Another night, the babe is inconsolable. He must be rocked and held constantly in order to remain asleep. My husband piles the pillows all around me with concern and the utmost care. But it is of no use. This littlest loudest one requires constant motion in order to rest peacefully. I smile wearily at my husband and set my will to pacing the floors. Tomorrow is a new day. I hold my sweet one close and await the dawn.
And just over a year ago, I find myself curled up on the bedroom floor of a child whose heart has been crushed, splintered by a love denied. I stroke the wild curls and wrap my arms about this too-big, man-child of mine, wishing with all of my heart that the gut-wrenching pain would cease. Alas, only time will heal his wound. Prayers whispered in the dark act as a temporary balm as I hold vigil. Eventually, he surrenders to sleep just as the sun comes up, and I drag myself back to bed.
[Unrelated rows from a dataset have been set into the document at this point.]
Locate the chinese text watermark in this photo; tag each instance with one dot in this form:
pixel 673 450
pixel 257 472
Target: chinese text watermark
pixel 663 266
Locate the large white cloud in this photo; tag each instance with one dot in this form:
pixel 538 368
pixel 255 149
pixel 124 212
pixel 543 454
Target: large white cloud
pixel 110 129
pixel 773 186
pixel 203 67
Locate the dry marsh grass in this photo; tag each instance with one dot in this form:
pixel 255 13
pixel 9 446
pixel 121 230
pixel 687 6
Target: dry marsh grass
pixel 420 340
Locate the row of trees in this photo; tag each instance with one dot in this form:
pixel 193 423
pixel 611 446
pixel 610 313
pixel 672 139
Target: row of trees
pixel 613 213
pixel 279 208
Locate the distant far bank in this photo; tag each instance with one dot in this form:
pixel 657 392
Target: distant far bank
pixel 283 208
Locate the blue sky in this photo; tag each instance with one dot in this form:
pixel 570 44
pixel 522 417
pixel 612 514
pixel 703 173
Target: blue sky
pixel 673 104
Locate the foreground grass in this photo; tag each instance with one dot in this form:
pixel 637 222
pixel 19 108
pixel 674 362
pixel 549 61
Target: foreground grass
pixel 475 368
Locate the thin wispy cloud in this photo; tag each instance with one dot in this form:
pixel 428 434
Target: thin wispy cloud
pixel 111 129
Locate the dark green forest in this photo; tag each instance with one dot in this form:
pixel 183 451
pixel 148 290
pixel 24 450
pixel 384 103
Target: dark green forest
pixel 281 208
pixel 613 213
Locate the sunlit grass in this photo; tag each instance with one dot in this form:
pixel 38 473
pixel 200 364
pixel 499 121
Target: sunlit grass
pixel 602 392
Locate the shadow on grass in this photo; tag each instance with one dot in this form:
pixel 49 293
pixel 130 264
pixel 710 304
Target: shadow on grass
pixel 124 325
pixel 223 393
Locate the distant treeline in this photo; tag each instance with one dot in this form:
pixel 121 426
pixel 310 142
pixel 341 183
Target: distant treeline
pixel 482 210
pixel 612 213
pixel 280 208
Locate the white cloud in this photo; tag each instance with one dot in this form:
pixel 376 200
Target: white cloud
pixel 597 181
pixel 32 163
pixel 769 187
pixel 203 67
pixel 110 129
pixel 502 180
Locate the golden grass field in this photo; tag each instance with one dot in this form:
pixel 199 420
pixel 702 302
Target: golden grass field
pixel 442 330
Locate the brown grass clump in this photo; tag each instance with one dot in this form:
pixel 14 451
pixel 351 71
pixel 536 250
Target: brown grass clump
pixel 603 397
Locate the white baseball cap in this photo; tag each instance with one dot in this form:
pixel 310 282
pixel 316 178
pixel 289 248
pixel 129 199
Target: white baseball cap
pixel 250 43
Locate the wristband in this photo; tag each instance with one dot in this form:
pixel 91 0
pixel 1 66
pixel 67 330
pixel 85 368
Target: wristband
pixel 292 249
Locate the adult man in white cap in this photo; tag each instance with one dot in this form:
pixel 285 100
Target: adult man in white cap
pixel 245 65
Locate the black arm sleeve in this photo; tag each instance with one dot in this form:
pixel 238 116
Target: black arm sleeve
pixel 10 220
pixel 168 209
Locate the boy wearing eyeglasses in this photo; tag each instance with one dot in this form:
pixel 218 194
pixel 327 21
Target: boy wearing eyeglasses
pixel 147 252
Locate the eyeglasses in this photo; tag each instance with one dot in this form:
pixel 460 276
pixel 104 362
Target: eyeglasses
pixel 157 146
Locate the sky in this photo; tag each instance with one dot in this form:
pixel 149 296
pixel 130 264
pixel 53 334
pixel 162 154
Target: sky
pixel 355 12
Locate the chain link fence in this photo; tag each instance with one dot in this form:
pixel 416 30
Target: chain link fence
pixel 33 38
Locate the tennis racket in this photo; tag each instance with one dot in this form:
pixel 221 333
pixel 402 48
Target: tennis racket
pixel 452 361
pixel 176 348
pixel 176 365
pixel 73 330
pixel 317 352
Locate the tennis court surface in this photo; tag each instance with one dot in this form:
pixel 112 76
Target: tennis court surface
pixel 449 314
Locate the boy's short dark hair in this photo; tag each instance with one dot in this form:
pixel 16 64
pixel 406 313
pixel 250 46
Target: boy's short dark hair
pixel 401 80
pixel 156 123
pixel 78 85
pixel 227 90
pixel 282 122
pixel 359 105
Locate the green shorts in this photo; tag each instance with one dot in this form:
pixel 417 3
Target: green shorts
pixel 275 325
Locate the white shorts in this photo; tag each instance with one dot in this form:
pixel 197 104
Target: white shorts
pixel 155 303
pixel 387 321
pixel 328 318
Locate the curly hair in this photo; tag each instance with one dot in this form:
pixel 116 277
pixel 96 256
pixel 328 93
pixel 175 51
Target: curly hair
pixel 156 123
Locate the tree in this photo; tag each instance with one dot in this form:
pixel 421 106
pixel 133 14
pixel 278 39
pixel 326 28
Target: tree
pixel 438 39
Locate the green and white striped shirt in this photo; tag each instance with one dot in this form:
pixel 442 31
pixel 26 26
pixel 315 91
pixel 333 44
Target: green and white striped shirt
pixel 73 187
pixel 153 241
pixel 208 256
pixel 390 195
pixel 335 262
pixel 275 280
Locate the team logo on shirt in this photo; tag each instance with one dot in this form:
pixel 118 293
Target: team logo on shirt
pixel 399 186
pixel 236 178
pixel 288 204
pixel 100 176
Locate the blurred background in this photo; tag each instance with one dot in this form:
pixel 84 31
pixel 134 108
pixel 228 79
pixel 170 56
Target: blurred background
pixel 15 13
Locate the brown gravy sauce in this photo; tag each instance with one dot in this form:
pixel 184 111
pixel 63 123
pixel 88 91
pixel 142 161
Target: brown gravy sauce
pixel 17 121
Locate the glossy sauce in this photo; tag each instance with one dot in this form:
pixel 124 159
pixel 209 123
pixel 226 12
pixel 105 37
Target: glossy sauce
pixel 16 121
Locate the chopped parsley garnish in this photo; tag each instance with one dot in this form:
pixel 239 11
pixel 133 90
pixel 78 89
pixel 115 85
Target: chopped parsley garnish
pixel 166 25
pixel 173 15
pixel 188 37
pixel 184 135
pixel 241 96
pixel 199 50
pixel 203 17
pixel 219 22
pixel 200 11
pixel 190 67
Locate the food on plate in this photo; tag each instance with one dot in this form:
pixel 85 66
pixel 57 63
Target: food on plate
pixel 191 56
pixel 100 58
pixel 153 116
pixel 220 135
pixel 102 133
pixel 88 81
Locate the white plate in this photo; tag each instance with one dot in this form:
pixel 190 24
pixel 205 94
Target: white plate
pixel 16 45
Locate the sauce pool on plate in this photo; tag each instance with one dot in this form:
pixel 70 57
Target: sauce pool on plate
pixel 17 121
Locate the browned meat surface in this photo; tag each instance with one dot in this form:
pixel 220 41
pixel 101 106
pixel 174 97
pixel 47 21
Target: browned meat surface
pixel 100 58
Our lives are spent in this short span between longing and living. Our journey is in the waiting. Sometimes, it is peaceful; oftentimes, it is excruciatingly painful. Whether it is a physical promise of the healing of the body or a long-awaited birth. Or perhaps spiritual—a reconciliation, a reversion back to the faith, or a coming home at last. The times of peaceful waiting seem few and far between, but they are also present—a moment with a child and a picture book, a glass of wine with our spouse or a friend, or a blessed soul-healing holy hour. These are our Holy Nights, Nights Divine—whether or not they much resemble the holy and the divine.
Like our Blessed Mother’s journey to Bethlehem, our lives are an Advent. We wait with longing and a supernatural hope to partake in eternal rejoicing, the likes of which this weary world cannot fathom.